Sustainable companies, of course, forbid child labor. And in addition to providing good wages to farmers and workers, these ethical producers contribute to job growth. Haiti, for example, faces mass amounts of unemployment. Cacao farming is one way to overcome these obstacles and create jobs.

“But it’s not just us,” says Mhairi. “We need people to like it and buy the chocolate—to say, ‘From my disposable income I’m willing to pay for this because it will help support farmers and save the rainforest.’”

The difference bean-to-bar chocolate can make is huge when it comes to tropical deforestation. The logic is simple: Growers grow what they know will sell. If a farmer can grow a crop and support his or her family, then he or she will be less likely to cut down trees—i.e. clear the rainforest, which is a big problem, especially in Haiti—to plant another crop more likely to sell. The risk that certain strains of cacao will become extinct is currently high as development encroaches or more conventional strains are primarily cultivated. So, bean-to-bar producers also have to focus on maintaining the genetic diversity of the beans they purchase.

“An economic model that encourages the maintenance of the rainforest to produce a profitable crop becomes, just by itself, a much more sustainable way of thinking about how we buy our food,” says Mhairi.

On top of everything else, farmers have to grapple with corruption. Once Uncommon Cacao got involved in Haiti, the business partnered with Produits Des Iles SA (PISA), a cacao processor and exporter that offers farmers double what low-paying middlemen, or brokers, give. (Today, PISA works with an association of 1,489 smallholder farmers; 476 of them are female). However, used to buying cacao for a rock bottom price, the previous brokers began threatening and intimidating farmers. They broke into one farmer’s home while he was at church, says Mhairi.
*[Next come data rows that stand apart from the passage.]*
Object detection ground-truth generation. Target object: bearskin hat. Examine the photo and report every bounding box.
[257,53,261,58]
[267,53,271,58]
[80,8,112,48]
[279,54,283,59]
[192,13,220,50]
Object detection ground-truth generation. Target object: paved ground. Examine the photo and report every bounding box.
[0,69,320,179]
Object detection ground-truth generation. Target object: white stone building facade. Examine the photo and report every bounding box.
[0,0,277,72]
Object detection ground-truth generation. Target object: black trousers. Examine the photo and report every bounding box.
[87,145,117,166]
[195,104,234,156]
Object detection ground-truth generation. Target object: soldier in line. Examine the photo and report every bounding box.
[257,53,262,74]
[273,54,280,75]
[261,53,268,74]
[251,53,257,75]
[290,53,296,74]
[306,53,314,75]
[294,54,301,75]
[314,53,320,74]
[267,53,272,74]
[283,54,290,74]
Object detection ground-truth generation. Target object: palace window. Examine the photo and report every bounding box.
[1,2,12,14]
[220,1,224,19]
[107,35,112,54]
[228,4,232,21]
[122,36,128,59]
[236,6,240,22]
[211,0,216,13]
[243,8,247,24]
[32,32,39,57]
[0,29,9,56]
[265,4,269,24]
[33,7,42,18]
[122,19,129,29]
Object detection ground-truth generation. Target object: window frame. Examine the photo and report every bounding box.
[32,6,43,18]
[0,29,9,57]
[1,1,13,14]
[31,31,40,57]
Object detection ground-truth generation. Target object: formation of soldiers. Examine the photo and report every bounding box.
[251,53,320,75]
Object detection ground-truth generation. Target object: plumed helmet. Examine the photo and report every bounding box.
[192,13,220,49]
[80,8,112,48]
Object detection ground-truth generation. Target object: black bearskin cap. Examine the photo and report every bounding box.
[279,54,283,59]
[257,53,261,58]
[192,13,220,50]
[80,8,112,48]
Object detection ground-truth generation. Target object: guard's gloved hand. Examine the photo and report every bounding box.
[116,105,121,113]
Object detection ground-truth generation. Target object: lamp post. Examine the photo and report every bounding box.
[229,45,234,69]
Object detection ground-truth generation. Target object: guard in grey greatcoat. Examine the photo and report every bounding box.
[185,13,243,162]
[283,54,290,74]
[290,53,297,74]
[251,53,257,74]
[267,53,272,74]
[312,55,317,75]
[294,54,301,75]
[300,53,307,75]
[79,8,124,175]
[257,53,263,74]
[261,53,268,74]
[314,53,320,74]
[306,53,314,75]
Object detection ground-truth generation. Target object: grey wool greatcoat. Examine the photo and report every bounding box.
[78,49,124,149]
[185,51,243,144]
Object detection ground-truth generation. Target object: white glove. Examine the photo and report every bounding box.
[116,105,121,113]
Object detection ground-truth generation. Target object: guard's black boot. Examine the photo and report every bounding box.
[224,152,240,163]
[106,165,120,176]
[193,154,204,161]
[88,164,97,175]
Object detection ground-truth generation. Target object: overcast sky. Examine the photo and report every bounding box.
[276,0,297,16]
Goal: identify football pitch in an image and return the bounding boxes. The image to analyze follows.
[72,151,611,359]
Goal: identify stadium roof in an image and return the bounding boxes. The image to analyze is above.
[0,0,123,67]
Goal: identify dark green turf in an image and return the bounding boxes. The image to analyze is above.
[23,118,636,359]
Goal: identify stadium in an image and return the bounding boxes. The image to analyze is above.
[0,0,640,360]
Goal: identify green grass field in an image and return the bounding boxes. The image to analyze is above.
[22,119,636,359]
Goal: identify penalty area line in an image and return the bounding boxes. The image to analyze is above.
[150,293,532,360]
“All this is going on in the background and we don’t know about it,” says Mhairi. “Look how many people had to be involved just to get to the container ship: the growing, harvesting, fermentation, drying, putting beans in sacks, loading the sacks into trucks in 90-degree heat. Then there’s the warehouse over here, and our whole process making the chocolate. And at the end of that, some people may think: ‘I don’t want to spend $3 for a chocolate bar,’” she says. “But look at everything that happened to get it to the store.”

Says Stuart: “It really comes down to consumers understanding and demanding where their chocolate comes from, and that’s part of the chocolate journey.”